The Progressive Conservative platform as presented in the documents “Changebook” and “Changebook North” reflects many of the recommendations contained in the OMA’s vision paper. “Ontario needs a robust mining industry and the good reliable high-paying jobs it brings,” said the PCs. “We will remove barriers by cutting red tape, getting energy costs under control, ensuring fair and strong land tenure and developing partnerships to bring investments in infrastructure that a strong mining industry requires.”
“We will turn the promise of the Ring of Fire into a job-creating reality. Ontario is sitting on a gigantic opportunity – tens of billions of dollars’ worth of jobs and prosperity. That’s bigger than the Sudbury Basin. It is a once-in-a-century opportunity for the North, for Ontario and for Canada.”
The OMA has asked for “local municipal and First Nation communities to have a greater share of the benefits of mining from existing levels of taxation.” The NDP’s “Respect for the North” document says “Mining Tax revenue from new mines will stay in the North with First Nations and Northern Ontario municipalities to meet the challenges facing the North.”
The OMA’s vision wants “smaller and start up mines to benefit from the Northern Industrial Electricity Rebate and the recent change in the Global Adjustment calculation.” The Liberals are advocating an extension of the Northern Ontario Industrial Electricity Program. The NDP says “we will keep jobs in Northern Ontario and strengthen our manufacturing and resource industries by ensuring that Ontario’s hydro rate is competitive with neighbouring jurisdictions by making large and mid-size companies eligible for an industrial hydro rate.”
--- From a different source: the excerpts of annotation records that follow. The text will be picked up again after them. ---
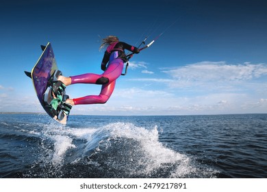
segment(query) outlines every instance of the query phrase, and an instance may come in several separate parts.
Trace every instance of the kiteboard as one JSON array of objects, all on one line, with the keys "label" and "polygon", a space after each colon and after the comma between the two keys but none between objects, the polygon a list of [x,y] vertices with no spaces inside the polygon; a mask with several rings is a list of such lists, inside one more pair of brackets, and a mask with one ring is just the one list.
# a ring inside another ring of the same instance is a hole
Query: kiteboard
[{"label": "kiteboard", "polygon": [[34,87],[40,104],[45,112],[53,119],[62,124],[66,124],[68,115],[63,110],[64,101],[68,98],[65,90],[55,98],[52,95],[51,82],[55,82],[56,74],[62,75],[58,71],[53,51],[52,46],[48,43],[47,46],[41,45],[42,53],[36,64],[31,69],[31,72],[24,71],[27,76],[31,78]]}]

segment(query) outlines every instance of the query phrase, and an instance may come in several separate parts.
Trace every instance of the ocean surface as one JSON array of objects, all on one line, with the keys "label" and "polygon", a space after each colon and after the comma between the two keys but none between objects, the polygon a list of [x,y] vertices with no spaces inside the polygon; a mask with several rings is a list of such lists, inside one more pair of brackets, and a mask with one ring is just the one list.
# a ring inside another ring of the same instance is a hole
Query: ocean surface
[{"label": "ocean surface", "polygon": [[0,114],[0,178],[267,178],[267,115]]}]

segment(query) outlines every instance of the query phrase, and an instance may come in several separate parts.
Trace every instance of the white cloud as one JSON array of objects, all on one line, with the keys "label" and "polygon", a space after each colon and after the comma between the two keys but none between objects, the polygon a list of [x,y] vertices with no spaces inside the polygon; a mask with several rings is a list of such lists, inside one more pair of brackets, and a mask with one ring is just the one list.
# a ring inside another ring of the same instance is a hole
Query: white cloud
[{"label": "white cloud", "polygon": [[180,81],[242,82],[267,75],[267,67],[249,62],[229,64],[225,62],[201,62],[163,72]]},{"label": "white cloud", "polygon": [[147,70],[143,70],[141,71],[142,73],[146,73],[146,74],[153,74],[154,72],[153,71],[147,71]]},{"label": "white cloud", "polygon": [[144,68],[144,69],[147,69],[147,65],[148,65],[148,63],[145,62],[143,62],[143,61],[140,61],[140,62],[136,62],[136,61],[129,62],[129,68],[131,69],[138,69],[138,68]]}]

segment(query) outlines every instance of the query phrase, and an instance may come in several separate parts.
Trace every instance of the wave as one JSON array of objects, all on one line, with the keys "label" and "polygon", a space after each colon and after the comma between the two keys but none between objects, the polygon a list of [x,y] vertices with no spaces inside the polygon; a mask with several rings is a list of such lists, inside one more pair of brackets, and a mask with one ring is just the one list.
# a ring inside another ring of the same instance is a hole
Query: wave
[{"label": "wave", "polygon": [[77,128],[50,123],[41,134],[39,160],[24,177],[203,178],[216,173],[160,142],[157,126],[116,122]]}]

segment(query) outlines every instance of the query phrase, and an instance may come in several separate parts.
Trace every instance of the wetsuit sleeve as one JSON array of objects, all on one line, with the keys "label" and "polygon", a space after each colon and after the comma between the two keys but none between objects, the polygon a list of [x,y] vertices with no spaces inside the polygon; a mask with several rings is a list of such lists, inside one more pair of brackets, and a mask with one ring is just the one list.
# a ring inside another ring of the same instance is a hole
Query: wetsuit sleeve
[{"label": "wetsuit sleeve", "polygon": [[110,60],[110,54],[107,51],[105,51],[104,56],[103,57],[102,62],[101,62],[101,69],[105,71],[107,69],[107,64]]},{"label": "wetsuit sleeve", "polygon": [[123,44],[123,48],[125,49],[127,49],[134,53],[139,53],[139,49],[136,47],[134,47],[132,45],[130,45],[129,44],[127,44],[126,43],[124,43],[124,42],[121,42],[121,43]]}]

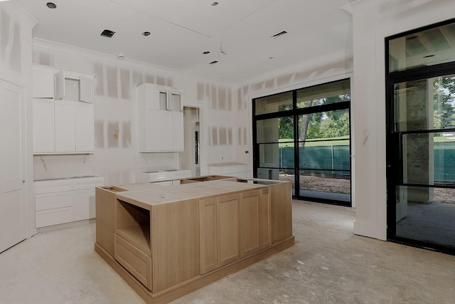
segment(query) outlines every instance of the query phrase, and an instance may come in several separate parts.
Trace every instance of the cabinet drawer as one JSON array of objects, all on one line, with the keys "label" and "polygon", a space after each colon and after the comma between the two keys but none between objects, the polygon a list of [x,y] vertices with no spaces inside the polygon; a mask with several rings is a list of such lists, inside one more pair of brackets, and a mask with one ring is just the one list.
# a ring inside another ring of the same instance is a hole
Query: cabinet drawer
[{"label": "cabinet drawer", "polygon": [[172,179],[191,177],[191,170],[178,170],[172,172]]},{"label": "cabinet drawer", "polygon": [[73,207],[57,208],[43,210],[35,213],[35,226],[36,228],[73,221]]},{"label": "cabinet drawer", "polygon": [[151,258],[117,234],[114,235],[114,256],[123,267],[151,290]]},{"label": "cabinet drawer", "polygon": [[245,172],[250,171],[248,166],[229,166],[221,168],[222,174],[229,174],[232,173]]},{"label": "cabinet drawer", "polygon": [[72,189],[71,181],[69,179],[55,179],[50,181],[37,181],[34,183],[35,194],[50,192],[60,192]]},{"label": "cabinet drawer", "polygon": [[35,195],[35,211],[73,206],[72,192],[43,193]]},{"label": "cabinet drawer", "polygon": [[95,189],[104,186],[104,177],[82,177],[73,179],[73,189],[82,190],[84,189]]}]

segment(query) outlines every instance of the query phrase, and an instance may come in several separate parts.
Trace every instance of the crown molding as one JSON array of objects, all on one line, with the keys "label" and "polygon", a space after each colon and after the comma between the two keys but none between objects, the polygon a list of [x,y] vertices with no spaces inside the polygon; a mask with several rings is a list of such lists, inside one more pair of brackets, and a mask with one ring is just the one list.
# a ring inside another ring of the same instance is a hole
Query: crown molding
[{"label": "crown molding", "polygon": [[142,61],[138,61],[128,58],[124,58],[124,60],[119,61],[117,59],[117,56],[116,55],[114,56],[107,54],[105,53],[97,52],[95,51],[91,51],[87,48],[78,48],[76,46],[69,46],[68,44],[59,43],[57,42],[38,38],[33,38],[33,46],[34,48],[36,47],[51,51],[57,51],[63,53],[66,53],[68,54],[85,57],[92,61],[98,61],[112,63],[112,65],[127,65],[130,68],[137,68],[140,70],[146,69],[153,70],[153,73],[159,73],[168,76],[190,78],[199,81],[215,83],[223,85],[230,86],[233,84],[232,82],[228,80],[205,77],[200,75],[192,74],[190,73],[183,72],[182,70],[171,69],[169,68],[154,65]]},{"label": "crown molding", "polygon": [[340,9],[346,11],[353,14],[358,11],[367,9],[375,5],[378,5],[382,2],[386,2],[390,0],[355,0],[349,4],[341,6]]}]

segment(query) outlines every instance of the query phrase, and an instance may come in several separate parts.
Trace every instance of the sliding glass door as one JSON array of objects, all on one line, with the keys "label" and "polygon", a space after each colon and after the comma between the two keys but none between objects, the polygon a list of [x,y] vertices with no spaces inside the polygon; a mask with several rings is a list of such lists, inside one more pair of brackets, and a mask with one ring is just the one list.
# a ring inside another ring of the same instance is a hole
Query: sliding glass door
[{"label": "sliding glass door", "polygon": [[453,23],[386,41],[387,238],[452,253],[454,41]]},{"label": "sliding glass door", "polygon": [[350,80],[253,100],[255,176],[295,198],[350,206]]}]

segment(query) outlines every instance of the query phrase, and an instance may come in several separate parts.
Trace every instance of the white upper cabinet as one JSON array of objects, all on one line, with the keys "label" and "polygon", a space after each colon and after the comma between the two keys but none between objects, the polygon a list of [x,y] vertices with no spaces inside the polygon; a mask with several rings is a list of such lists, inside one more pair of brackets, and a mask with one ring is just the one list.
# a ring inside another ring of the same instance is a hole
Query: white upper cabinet
[{"label": "white upper cabinet", "polygon": [[61,99],[65,95],[65,70],[33,65],[33,98]]},{"label": "white upper cabinet", "polygon": [[55,150],[54,100],[33,99],[33,152]]},{"label": "white upper cabinet", "polygon": [[80,100],[84,103],[93,103],[93,80],[80,76]]},{"label": "white upper cabinet", "polygon": [[75,103],[75,140],[77,152],[90,152],[95,150],[93,105]]},{"label": "white upper cabinet", "polygon": [[33,65],[33,98],[93,103],[94,74]]},{"label": "white upper cabinet", "polygon": [[92,153],[95,75],[33,65],[33,153]]},{"label": "white upper cabinet", "polygon": [[183,151],[181,91],[144,83],[137,95],[139,152]]},{"label": "white upper cabinet", "polygon": [[58,100],[54,105],[55,121],[55,152],[75,152],[75,102]]}]

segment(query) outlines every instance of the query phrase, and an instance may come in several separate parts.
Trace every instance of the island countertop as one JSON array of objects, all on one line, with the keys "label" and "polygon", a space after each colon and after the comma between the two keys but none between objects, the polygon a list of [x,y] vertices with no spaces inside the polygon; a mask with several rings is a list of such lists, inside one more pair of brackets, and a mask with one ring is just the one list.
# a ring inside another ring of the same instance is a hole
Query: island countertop
[{"label": "island countertop", "polygon": [[119,188],[126,191],[117,193],[117,198],[150,210],[151,207],[155,205],[248,189],[255,190],[266,187],[257,184],[235,182],[234,180],[213,180],[175,186],[141,183],[120,186]]}]

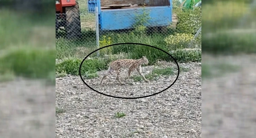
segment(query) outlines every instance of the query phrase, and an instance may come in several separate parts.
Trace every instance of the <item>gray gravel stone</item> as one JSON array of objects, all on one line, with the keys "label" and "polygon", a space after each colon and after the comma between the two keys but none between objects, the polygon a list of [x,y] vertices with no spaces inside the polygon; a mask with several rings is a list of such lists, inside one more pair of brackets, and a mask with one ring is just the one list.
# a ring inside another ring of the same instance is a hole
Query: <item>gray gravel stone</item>
[{"label": "gray gravel stone", "polygon": [[[90,89],[78,76],[67,76],[56,80],[56,105],[65,111],[56,115],[56,137],[200,137],[201,79],[199,63],[181,64],[180,67],[189,66],[189,71],[181,71],[179,79],[165,91],[142,98],[119,99],[103,95]],[[155,66],[174,65],[165,63]],[[144,67],[142,72],[151,72],[155,67]],[[163,76],[149,83],[130,79],[128,81],[132,84],[122,85],[115,80],[114,73],[99,85],[104,72],[99,72],[98,77],[84,81],[98,91],[126,97],[160,92],[170,86],[177,76]],[[124,81],[127,72],[127,70],[122,71],[122,81]],[[134,71],[132,75],[139,75]],[[77,88],[74,88],[75,85]],[[181,89],[183,91],[179,91]],[[60,92],[65,94],[61,95]],[[115,118],[117,112],[126,116]],[[190,115],[193,117],[189,117]],[[193,132],[187,132],[192,129]]]}]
“We will also extend the Northern Ontario Industrial Electricity program, currently set to expire in 2013, to protect Northern jobs. Qualifying companies will make concrete job guarantees so we know public money is being spent to create and protect good jobs in the North.” The NDP wants to extend the Northern Industrial Electricity Rebate Program and allow smaller industrial energy users to benefit from the Global Adjustment recalculation. Tax credits for employers of up to $5,000 per new employee and $3,500 for training new employees are on the table as well.
As the campaign continues, mining continues to be a plank in the platform of all major parties. The OMA will note the development of political party ideas and promises and keep you informed of any changes. While the outcome of the provincial election remains up in the air, mining’s role in this province as a responsible partner contributing to the development of Ontario’s society is economy is certain.
September 14, 2011
The value of mineral production in Ontario in 2010 was $7.7 billion, which accounted for 19% of total Canadian mineral production.
Spending intentions for mineral exploration in Ontario in 2011 are estimated at $939 million — a record level.